We’ve suggested three constraints in recent posts, La Guagua, the Punkwatrain, and the Myriorama; now we’d like to share some of the results we’ve received for the first two. The Myriorama has four sections to it now, and we’ll hope for a few more before we post that too.
This post’s featured writher is, as so often before, Erik Schurink FWS. His Guagua features the boroughs of New York. (A Guagua, you will remember, is a text in which the last sound of a word is repeated as the first sound of the next word: La Antigua Guatemala was the prototype. Short phrases invariably spoken as a unit, such as Staten Island or "tunnel vision," count as one word.)
New York orchestra
Manhattan tunnel-vision shuns unseen scenery
reaping ingrown ownership
Staten Island endolithic Icarus
usurping kingdom dominant anteroom
The Bronx unction, unsettling lingo gospel
pulses Española, La Habana, Nanjing Yankees
Queensborough’s Rosetta Stone astounds
Brooklyn lineages gestate States-wide ideologues
blogging ingeniously liberal role-models Dullsville vilifies
One was holding one’s breath to see how Erik would handle “The Bronx,” and I think you’ll agree that his solution is brilliant. “Bronx unction” has to be extreme.

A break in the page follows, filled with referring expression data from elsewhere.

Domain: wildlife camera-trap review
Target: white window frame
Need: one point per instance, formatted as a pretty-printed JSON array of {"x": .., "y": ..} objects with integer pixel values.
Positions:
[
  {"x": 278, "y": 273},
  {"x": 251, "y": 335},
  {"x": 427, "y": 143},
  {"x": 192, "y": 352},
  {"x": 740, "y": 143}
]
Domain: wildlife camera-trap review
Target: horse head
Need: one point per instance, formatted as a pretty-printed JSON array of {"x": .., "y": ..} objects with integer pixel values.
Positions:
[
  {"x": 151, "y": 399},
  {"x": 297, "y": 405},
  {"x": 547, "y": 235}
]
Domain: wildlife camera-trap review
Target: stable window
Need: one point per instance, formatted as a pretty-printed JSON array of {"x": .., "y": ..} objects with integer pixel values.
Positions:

The Punkwatrain, adapted from Robert Rapilly’s invention (in French), “le katrainbour,” is a quatrain that expands a single line which is a homophonic version (pun) of a name. I proposed “Gowanus Canal” as the name; so then the first stage of composition involves creating a line that sounds quite like “Gowanus Canal,” the second to create a quatrain that leads up to that line and that refers in some way to the Gowanus Canal. This was Erik’s first shot:
Punxsutawney Phil
Emptied himself from his hole
And said upon smelling Brooklyn’s spill
“Go one ass, come all”
Punxsutawney Phil is the groundhog whose response to his own shadow, on Groundhog Day, determines the duration of winter. Punxsutawney, besides being the name of a place in Pennsylvania where this observation takes place [I think], puns pleasantly on the first half of punkwatrain. Those not living near the Gowanus Canal may need to be reminded that it usually is emitting distinctively disagreeable smells.
In this next punkwatrain Erik adds on a second constraint by limiting himself to words from a poem by Galway Kinnell:
Remember the bud, the hand, the earthen snout, the fodder
and slops, and spine, and the spiritual curl of the tail
of the sow; and the saint, Maud and Fergus, and their mother—
wife of the long, perfect loveliness Galway S. Kinnell.
I’m ashamed to say that when I first read this, I didn’t see that “Galway S. Kinnell” is homophonic with Gowanus Canal. (The poet does not have or use that middle initial.) I loved the poem, more interesting, to my taste, than most of Kinnell’s own. But the quatrain did not allude to the Gowanus Canal. I wrote Erik about this, and he carried out this second version:
the long, perfect loveliness of Gowanus Canal
when your sewer smells like hogs in hell
think of it as the Sow, blessed by a Saint,
mirror it as thy Self, rich with constraint,
advises poet Galway S. Kinnell
Yes, that is about what Kinnell would say about the Gowanus, I think.
Finally I received from Robert Rapilly himself, a katrainbour in French:
Pour nettoyer son canoë
sous un déluge de nitrates,
le plus sûr conseil qu'a Noé
vient du livre aux Ours Écarlates.
Tome lave Arche
“To wash down your canoe,/ beneath a downpour of nitrates,/ the best advice that Noah has/ comes from the book The Crimson Bears.
“Tome washes Ark.”
The Crimson Bears was the first book I wrote, and "tome lave Arche" is my own name pronounced with French inflections (maybe a little Yiddish also). Highly gratifying; I feel as if I have been inducted into the Legion of On Oar, the galley-slaves of constrained writing. I wrote back with the following punkwatrain on "Robert Rapilly" (Rapilly runs a website called Zazie mode d’emploi, and he constributes regularly to a publication called Archimède, as well as to Drunken Boat, to which I did not allude.) To make things even more like galley-slaving, each line is an anagram of the others. That made rhyming impossible, of course.
Zazie can fish her jokes from any modern river,
jook1-dance hazy if-mazes, never in mirror — fresh —
jazz Archimedes’ kin free from sorry nano-hive,
share fizzy Norman2-French over-jokes I admire.
“Robe air rapidly”
1. “Jook” (var. “juke”), de “jook joint,” avec la suggestion d’une forme de danse libre dans une espace contrainte. [“Jook joints” were small dance halls for African American laborers. Thus “jook” is being used to suggest free dance in a constrained space.]
2. Hommage à Queneau (et Breton) [both from Normandy].